Wednesday 21 August 2013

The White Queen

Having now watched the final episode of this BBC adaptation, I have a new standard for bad historical fiction.

It is hard to know what kept me with this one to the end: the first half of the series was less bad than the second half, and some of the performances - especially James Frain as the earl of Warwick, and Rupert Graves as Stanley - did keep your attention. And the basic story of the wars of the Roses is one that's well worth telling, and too little known: again, especially the first part, up to 1471, where frankly this one should have ended. At least we now know, mercifully, there will be no second series. When it became clear that we were being told that the younger of the princes in the Tower had in fact survived, I started getting hot flushes and fearing a storyline in which Perkin Warbeck was not an imposter.

But the real question: what was it that made this particular series so bad? I haven't read the novels, so I don't know if this was a lousy book which screenwriters couldn't rescue, or a good book wrecked by a crass adaptation. For what it is, I'd pick out a couple of key flaws.

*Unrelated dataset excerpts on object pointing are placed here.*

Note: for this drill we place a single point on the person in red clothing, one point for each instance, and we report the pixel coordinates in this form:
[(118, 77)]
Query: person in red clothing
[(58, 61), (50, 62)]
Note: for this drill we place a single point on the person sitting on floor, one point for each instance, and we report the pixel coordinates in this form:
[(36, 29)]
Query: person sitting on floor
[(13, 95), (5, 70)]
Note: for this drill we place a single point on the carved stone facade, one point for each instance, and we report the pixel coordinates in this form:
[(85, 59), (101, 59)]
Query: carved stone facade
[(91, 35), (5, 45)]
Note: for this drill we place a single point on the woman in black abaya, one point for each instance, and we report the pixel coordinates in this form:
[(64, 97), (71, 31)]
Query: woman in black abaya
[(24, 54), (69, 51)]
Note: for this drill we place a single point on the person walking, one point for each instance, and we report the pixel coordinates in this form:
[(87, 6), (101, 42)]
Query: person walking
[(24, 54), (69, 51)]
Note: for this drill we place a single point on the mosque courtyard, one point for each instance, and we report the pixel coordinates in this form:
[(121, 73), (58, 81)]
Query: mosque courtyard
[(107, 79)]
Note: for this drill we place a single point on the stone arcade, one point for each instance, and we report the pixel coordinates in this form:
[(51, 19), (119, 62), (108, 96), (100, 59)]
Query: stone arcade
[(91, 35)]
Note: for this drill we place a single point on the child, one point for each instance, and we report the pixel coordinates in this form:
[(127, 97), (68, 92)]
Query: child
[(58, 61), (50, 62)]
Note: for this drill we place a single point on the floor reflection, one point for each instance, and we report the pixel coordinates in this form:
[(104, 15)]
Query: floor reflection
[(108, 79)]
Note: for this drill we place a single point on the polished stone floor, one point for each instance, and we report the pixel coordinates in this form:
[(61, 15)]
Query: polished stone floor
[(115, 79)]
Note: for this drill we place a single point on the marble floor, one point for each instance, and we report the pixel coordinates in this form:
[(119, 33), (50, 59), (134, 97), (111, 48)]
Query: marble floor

Naturally, I'm going to complain about the portrayal of religious life, which rang utterly false - the only pious character, Margaret Beaufort, was depicted as almost wholly deranged, and nobody else seemed to have any functioning Christianity at all. The magic made no sense at all. Still, getting religion right is really hard. Even the sainted Hilary Mantel, who sets the gold standard of historical writing, seems to me to fall short on that one (though there is falling short, and there is blowing up on the launchpad).

More strikingly: there was not a single character of any significance, and indeed scarcely a speaking part, who was not a member of the high nobility. We saw nothing of any real people (it didn't help that the battles seemed to have about ten people on each side). It made Downton Abbey look like gritty realism.

But did I say 'character'? Those nobles weren't really characters, just chess pieces who moved around doing what the historical outline said they did, with simple motivations inserted to get them from A to B. And when the facts didn't quite fit the rationalised motivations given, well, too bad, you just worked around it.

And that I think is the real problem: a chronic lack of inventiveness and imagination. What we had was a 21st-century soap draped over some 15th-century characters. None of the blanks in the story were filled in with anything that rang true.

Historians usually complain that historical fictions get things wrong, which does seem to me to miss the point a bit: they are fictions. This one had a much, much graver fault: it failed to make anything up.

1 comment:

  1. Ooh, it got right up your nose!! I've not had the pleasure, but have had an obsession with Catherine Swynford (and thus the Beauforts) since reading Anya Seaton's 'Katherine' as a love lorn and hopelessly romantic teenager (difficult to imagine I know) - the book very much a work of fiction I'm told (The aforementioned lady and Cathy from Wuthering Heights gave C her name!).
    However, I do know you may have a soft spot for the Tudors... you should watch 'The Other Boleyn Girl' now; it'll be a treat!!